Like all of the best sporting contests, this year the fight for victory went right down to the last event of the season and would be settled by results on the fearsome LeJog; Lands End to John O’ Groats, one of the toughest rallies Europe has to offer. As it stood going into last weekend’s event there were several drivers still in contention to win the cup, and with only one of the top three entered and so many potential points available for the toughest event of the year anything could have happened. Jayne Wignall looked to be the favourite, with Stephen Owens chasing hard and, on an event, where even the most experienced pairs can fall foul of fatigue and mechanical gremlins nothing was guaranteed. In the end Jayne Wignall emerged triumphant, beating Stephen Owens by just 11 and a quarter points, with Paul Dyas coming home in third place, despite scoring a fantastic 75 on LeJog. It was the narrowest of wins, but well deserved and congratulations to Jayne who reflecting on her victory had this to say:
“There is nobody more surprised than me! I wasn’t aware I was in contention until I was alerted at the time of the RAC Rally of the Tests, but I am delighted. It is a bit of a feather in the cap, I have won awards before such as a Gold Alpine Cup in the 90’s which was really good, but by today’s standards winning the Hero Cup is great, I am very happy.
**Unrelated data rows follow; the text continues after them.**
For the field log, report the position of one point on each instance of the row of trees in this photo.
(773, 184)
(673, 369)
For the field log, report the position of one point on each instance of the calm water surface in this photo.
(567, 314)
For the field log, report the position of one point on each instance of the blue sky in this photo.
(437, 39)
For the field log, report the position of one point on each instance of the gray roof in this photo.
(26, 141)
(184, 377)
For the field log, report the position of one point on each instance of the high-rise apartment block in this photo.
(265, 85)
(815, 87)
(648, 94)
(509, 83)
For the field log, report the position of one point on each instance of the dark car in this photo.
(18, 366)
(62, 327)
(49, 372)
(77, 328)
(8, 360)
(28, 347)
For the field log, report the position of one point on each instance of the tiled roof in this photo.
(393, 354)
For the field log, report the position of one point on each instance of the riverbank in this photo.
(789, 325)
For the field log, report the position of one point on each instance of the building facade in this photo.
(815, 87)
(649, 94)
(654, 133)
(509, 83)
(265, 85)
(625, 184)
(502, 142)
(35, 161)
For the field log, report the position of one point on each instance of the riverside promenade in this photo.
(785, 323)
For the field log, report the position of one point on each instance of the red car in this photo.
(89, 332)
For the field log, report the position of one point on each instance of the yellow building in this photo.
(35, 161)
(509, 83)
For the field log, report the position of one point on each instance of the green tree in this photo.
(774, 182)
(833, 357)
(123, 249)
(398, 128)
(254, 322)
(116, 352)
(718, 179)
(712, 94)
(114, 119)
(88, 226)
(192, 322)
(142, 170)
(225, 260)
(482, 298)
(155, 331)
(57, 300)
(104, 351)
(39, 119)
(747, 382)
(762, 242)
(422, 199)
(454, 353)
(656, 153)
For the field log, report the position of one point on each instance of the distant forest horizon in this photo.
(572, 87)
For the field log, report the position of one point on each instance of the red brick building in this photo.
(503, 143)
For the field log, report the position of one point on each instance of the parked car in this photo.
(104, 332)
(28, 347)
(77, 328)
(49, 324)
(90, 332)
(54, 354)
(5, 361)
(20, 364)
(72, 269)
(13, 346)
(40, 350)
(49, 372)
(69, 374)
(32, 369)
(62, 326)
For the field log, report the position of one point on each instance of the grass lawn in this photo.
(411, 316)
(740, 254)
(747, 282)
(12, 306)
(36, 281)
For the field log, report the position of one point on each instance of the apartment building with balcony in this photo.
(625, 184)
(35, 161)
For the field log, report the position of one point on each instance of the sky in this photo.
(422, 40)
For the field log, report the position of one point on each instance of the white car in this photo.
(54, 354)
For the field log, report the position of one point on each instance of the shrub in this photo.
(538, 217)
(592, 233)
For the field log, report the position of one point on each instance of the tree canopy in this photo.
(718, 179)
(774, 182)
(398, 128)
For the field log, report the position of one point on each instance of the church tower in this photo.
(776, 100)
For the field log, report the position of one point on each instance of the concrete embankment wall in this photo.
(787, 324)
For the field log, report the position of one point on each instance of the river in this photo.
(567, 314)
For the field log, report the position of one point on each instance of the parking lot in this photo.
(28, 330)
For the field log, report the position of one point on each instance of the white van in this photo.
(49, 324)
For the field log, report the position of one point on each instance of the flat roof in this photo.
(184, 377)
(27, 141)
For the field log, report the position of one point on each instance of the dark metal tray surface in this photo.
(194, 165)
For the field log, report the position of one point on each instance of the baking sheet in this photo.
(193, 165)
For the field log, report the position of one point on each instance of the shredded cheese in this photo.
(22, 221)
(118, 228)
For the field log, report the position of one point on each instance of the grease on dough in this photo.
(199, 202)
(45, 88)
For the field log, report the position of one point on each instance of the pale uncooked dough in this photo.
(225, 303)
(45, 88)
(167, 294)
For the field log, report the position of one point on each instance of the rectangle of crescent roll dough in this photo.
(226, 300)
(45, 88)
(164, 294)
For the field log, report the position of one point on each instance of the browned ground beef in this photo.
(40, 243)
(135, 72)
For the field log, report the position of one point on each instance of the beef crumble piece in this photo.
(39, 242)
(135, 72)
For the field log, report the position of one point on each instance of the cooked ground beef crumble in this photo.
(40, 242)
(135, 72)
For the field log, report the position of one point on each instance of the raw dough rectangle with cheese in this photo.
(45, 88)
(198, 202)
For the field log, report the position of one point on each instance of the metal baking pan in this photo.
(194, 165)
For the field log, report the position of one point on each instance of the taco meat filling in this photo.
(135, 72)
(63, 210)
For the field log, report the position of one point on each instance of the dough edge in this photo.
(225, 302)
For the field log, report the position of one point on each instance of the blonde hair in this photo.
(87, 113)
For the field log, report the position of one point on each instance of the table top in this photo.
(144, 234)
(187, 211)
A big thanks must go to my navigator Kevin Savage who played a big part in helping me win this title”
For those clock-watchers amongst us the fight to be top of the table in the coveted Golden Roamer award for navigators, supported by The Basic Roamer Company, was set to be just as tight, as despite last years runner up Elise Whyte leading by some distance going into LeJog, without an entry for the event the young navigator would be forced to sit at home and wait nervously to find out if the lead would be enough. Second place before the event was Roger Bricknell, who would need a near perfect score to slip into first at the death. Entered as he was, alongside son Thomas in what has been a successful and reliable pairing all year, there was every chance. As it was, Roger put in a near faultless performance to record a maximum of 75 points, just one of two navigators to do so on this years LeJog. It was enough to push Elise to the runners up spot for a second year in succession, with Martyn Taylor, winner of the Clock Watchers award for best navigator on this year’s LeJog, in third place. Of his win Roger had this to say:
“I’m really pleased to win the Golden Roamer as I only started navigating in 2014. Having been a driver for many years I concluded there were more drivers with cars than navigators. I lost a car and a navigator who wanted to be a driver, so I started navigating and learning as much as I could along the way. Of course, you are always learning but I am really pleased to have won this championship in a relatively short amount of time, especially against all the young bloods who are out there today.
“Thomas has been great behind the wheel, he’s very good, very quick but we help each other along the way, with routes and timings because he has a degree in maths so we can check each other’s work as we go along.”
Huge congratulations must go to the winners in each category, and indeed those who came so close to victory. With such hotly contested competition and with young blood coming to the fore in each class future competitions will likely be just as competitive, and all of us at HERO cannot wait to see how next year’s championships will unfold.